Let me tell you my real issue. With the augment function that I shared in my previous post, I’m creating different versions of augmented datasets, but I get the exact same result each time I train my model on them.
Datasets library is acting really, really weird. Before I train my model on several augmented datasets, I check and each dataset is different since it was augmented with different arguments and methods, but after training, when I check them, they are exactly the same.
When I train my model on them, in the log, each time before training starts, the datasets library is loading the exact same cache while the datasets are not actually the same.
Generating different versions of augmented datasets:
synonym_aug_datasets = {}
for aug_p in np.linspace(0.1, 0.5, 5):
balanced_train = dataset_aug.synonym_augment(aug_p=aug_p)

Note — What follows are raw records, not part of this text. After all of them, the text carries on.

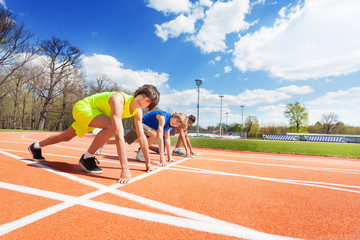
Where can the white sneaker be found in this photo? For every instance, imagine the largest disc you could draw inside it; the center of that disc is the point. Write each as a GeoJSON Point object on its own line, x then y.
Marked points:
{"type": "Point", "coordinates": [98, 152]}
{"type": "Point", "coordinates": [140, 156]}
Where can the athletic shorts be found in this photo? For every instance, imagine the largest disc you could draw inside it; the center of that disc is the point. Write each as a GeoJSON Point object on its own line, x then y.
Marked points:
{"type": "Point", "coordinates": [83, 115]}
{"type": "Point", "coordinates": [172, 131]}
{"type": "Point", "coordinates": [131, 136]}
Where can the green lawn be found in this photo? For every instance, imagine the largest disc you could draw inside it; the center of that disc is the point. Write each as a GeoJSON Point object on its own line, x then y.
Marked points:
{"type": "Point", "coordinates": [343, 150]}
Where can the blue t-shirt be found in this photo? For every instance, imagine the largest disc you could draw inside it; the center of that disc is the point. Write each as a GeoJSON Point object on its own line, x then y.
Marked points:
{"type": "Point", "coordinates": [151, 120]}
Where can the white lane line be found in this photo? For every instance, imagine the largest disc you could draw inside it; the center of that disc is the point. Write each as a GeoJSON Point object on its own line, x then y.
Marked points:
{"type": "Point", "coordinates": [289, 181]}
{"type": "Point", "coordinates": [69, 202]}
{"type": "Point", "coordinates": [296, 158]}
{"type": "Point", "coordinates": [165, 207]}
{"type": "Point", "coordinates": [350, 171]}
{"type": "Point", "coordinates": [215, 228]}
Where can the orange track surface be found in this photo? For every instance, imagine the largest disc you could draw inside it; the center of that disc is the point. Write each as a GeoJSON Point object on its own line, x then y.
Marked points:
{"type": "Point", "coordinates": [217, 195]}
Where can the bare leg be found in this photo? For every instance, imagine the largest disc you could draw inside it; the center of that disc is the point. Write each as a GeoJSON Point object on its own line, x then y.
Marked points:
{"type": "Point", "coordinates": [65, 136]}
{"type": "Point", "coordinates": [101, 121]}
{"type": "Point", "coordinates": [178, 143]}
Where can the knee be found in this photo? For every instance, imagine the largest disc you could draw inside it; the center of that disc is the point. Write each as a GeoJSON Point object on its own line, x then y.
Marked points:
{"type": "Point", "coordinates": [66, 138]}
{"type": "Point", "coordinates": [151, 133]}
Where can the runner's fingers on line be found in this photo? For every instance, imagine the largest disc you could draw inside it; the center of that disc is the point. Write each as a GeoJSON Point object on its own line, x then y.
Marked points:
{"type": "Point", "coordinates": [123, 180]}
{"type": "Point", "coordinates": [162, 164]}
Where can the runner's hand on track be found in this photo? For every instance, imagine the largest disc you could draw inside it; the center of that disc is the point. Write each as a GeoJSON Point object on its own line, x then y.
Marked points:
{"type": "Point", "coordinates": [162, 163]}
{"type": "Point", "coordinates": [125, 176]}
{"type": "Point", "coordinates": [149, 167]}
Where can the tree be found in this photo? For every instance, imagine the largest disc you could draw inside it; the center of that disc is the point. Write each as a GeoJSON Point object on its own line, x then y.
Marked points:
{"type": "Point", "coordinates": [297, 115]}
{"type": "Point", "coordinates": [15, 47]}
{"type": "Point", "coordinates": [330, 122]}
{"type": "Point", "coordinates": [61, 60]}
{"type": "Point", "coordinates": [102, 84]}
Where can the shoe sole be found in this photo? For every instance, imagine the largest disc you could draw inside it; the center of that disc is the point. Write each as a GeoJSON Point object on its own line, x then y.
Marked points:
{"type": "Point", "coordinates": [86, 170]}
{"type": "Point", "coordinates": [140, 160]}
{"type": "Point", "coordinates": [35, 159]}
{"type": "Point", "coordinates": [179, 155]}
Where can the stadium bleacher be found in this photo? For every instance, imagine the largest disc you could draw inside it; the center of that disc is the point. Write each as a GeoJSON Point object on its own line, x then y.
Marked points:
{"type": "Point", "coordinates": [281, 137]}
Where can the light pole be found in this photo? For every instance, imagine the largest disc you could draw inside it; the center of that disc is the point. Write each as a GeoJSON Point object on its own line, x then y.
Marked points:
{"type": "Point", "coordinates": [226, 114]}
{"type": "Point", "coordinates": [242, 118]}
{"type": "Point", "coordinates": [221, 97]}
{"type": "Point", "coordinates": [198, 84]}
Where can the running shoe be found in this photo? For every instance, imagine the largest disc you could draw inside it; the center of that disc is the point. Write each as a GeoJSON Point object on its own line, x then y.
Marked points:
{"type": "Point", "coordinates": [36, 153]}
{"type": "Point", "coordinates": [98, 152]}
{"type": "Point", "coordinates": [140, 156]}
{"type": "Point", "coordinates": [89, 165]}
{"type": "Point", "coordinates": [178, 152]}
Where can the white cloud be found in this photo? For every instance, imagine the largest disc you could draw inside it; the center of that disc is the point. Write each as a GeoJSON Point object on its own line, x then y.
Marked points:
{"type": "Point", "coordinates": [310, 42]}
{"type": "Point", "coordinates": [273, 109]}
{"type": "Point", "coordinates": [170, 6]}
{"type": "Point", "coordinates": [129, 79]}
{"type": "Point", "coordinates": [221, 19]}
{"type": "Point", "coordinates": [2, 2]}
{"type": "Point", "coordinates": [340, 97]}
{"type": "Point", "coordinates": [209, 99]}
{"type": "Point", "coordinates": [227, 69]}
{"type": "Point", "coordinates": [174, 28]}
{"type": "Point", "coordinates": [293, 89]}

balanced_datasets = DatasetDict({
"train": balanced_train.shuffle(SEED).flatten_indices(),
"validation": imbalanced_datasets["validation"].flatten_indices(),
"test": imbalanced_datasets["test"].flatten_indices(),
})
synonym_aug_datasets[aug_p] = balanced_datasets
Training on these augmented datasets:
synonym_aug_result = {}
for aug_p, balanced_datasets in synonym_aug_datasets.items():
preds = custom_train(balanced_datasets)
synonym_aug_result[aug_p] = preds
synonym_aug_result
contains the same preds for each aug_p
.
1st time:
Not loading from the cache, processing
2nd time loading from the cache:
Loading cached processed dataset at /tmp/tmpwwka_321/cache-5a9967131defac9d.arrow
Loading cached processed dataset at /tmp/tmpwwka_321/cache-b9a54799246ef5f7.arrow
Loading cached processed dataset at /tmp/tmpwwka_321/cache-7f6e5f5590fb6dfa.arrow
3rd time loading from the cache:
Loading cached processed dataset at /tmp/tmpwwka_321/cache-5a9967131defac9d.arrow
Loading cached processed dataset at /tmp/tmpwwka_321/cache-b9a54799246ef5f7.arrow
Loading cached processed dataset at /tmp/tmpwwka_321/cache-7f6e5f5590fb6dfa.arrow
My custom_train
function is basically written from the sample on the tutorial course:
def custom_train(balanced_datasets, checkpoint=CHECKPOINT, seed=SEED, saving_folder=SAVING_FOLDER):
set_seed(seed)
model = AutoModelForSequenceClassification.from_pretrained(checkpoint, num_labels=2)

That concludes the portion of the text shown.